From spores to germ tubes

Friday 15 September 2023, 12:30 pm
PhD student
T.J.H. Baltussen MSc.
prof. dr. P.E. Verweij
dr. W.J.G. Melchers

Aspergillus fumigatus is the main human fungal pathogen causing aspergillosis. For this fungus, azoles are the most commonly used antifungal drugs for treatment of aspergillosis. However, the prevalence of azole resistance is alarmingly increasing and linked with elevated mortality. Germination of spores is crucial within its asexual life cycle and plays a critical role during the infection in the human host. Precluding germination could be a promising strategy considering the role of germination in Aspergillus species pathogenicity. In this dissertation, genes expressed during germination of A. fumigatus spores were identified. Next, a functional analysis of one of the identified genes was performed. A novel role for SltA in appropriate maintenance of dormancy, germination, and hyphal development was identified. Three genes regulated by SltA were also essential for appropriate germination of spores.

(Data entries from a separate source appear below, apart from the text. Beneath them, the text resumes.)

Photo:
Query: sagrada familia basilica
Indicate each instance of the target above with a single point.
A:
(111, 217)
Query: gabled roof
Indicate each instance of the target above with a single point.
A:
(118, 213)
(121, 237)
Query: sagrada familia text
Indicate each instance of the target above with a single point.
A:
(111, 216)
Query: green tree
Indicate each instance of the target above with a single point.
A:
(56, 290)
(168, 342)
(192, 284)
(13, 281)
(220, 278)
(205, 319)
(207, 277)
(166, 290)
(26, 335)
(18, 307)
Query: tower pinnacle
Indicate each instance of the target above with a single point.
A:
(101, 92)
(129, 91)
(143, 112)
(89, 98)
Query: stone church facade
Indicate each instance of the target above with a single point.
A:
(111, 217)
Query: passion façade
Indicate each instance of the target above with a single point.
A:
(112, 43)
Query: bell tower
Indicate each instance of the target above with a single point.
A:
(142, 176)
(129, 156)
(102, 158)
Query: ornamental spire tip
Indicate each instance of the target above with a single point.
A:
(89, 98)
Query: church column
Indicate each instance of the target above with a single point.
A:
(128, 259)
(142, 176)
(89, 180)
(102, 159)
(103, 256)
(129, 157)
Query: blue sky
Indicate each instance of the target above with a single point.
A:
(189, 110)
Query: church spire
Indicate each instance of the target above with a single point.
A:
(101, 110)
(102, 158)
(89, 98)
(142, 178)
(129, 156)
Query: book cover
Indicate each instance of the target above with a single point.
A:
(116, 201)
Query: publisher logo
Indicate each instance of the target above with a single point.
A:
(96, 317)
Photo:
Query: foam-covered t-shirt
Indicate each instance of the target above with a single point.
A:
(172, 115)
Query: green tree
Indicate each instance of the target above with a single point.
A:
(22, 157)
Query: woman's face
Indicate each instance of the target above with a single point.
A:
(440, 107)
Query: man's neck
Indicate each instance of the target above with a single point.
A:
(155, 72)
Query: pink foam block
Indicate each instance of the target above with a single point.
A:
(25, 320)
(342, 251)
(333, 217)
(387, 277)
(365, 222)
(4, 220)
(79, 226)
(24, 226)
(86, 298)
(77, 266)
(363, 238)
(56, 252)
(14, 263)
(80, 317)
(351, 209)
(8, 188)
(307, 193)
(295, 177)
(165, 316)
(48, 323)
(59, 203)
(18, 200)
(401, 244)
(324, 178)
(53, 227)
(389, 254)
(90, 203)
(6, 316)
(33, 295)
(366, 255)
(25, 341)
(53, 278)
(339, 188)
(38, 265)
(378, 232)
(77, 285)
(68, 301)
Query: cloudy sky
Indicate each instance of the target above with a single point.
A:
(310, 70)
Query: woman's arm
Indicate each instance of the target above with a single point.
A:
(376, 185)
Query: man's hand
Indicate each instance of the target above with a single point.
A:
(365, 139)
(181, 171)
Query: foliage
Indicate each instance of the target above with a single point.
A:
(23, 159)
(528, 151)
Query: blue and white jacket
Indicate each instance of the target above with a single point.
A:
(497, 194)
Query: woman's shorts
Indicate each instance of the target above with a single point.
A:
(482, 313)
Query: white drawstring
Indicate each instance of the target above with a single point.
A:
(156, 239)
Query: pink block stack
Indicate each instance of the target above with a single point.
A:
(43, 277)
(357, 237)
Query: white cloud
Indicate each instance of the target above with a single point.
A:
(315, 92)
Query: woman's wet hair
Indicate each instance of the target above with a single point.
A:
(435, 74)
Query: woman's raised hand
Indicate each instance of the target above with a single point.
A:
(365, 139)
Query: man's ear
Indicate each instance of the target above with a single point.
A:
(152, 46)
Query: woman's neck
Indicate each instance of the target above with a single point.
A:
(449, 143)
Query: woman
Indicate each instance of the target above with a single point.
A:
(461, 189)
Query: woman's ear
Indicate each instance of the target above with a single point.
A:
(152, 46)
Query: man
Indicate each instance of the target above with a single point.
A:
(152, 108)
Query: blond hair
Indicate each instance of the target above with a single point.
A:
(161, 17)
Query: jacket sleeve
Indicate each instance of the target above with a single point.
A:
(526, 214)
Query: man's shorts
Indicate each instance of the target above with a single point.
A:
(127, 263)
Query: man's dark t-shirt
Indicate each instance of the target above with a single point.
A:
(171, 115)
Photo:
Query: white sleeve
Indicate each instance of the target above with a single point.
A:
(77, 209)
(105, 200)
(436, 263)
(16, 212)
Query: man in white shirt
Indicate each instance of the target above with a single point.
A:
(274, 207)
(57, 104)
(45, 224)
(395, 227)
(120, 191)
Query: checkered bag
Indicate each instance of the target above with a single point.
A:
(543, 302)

With an expanding knowledge of germination and its different morphotypes, more advances can be made toward potential anti-germination targets for therapy.

Tim (1992) obtained his Bachelor’s degree in Biology at the Utrecht University in 2015. In 2018 he obtained his Master’s degree in Microbiology at the Radboud University, after which he started with his PhD research as part of the Mycology Group within the Department of Medical Microbiology of Radboudumc. In October 2023 he will start working as a postdoctoral researcher at the Comparative Genomics group of the Institute for Research in Biomedicine in Barcelona.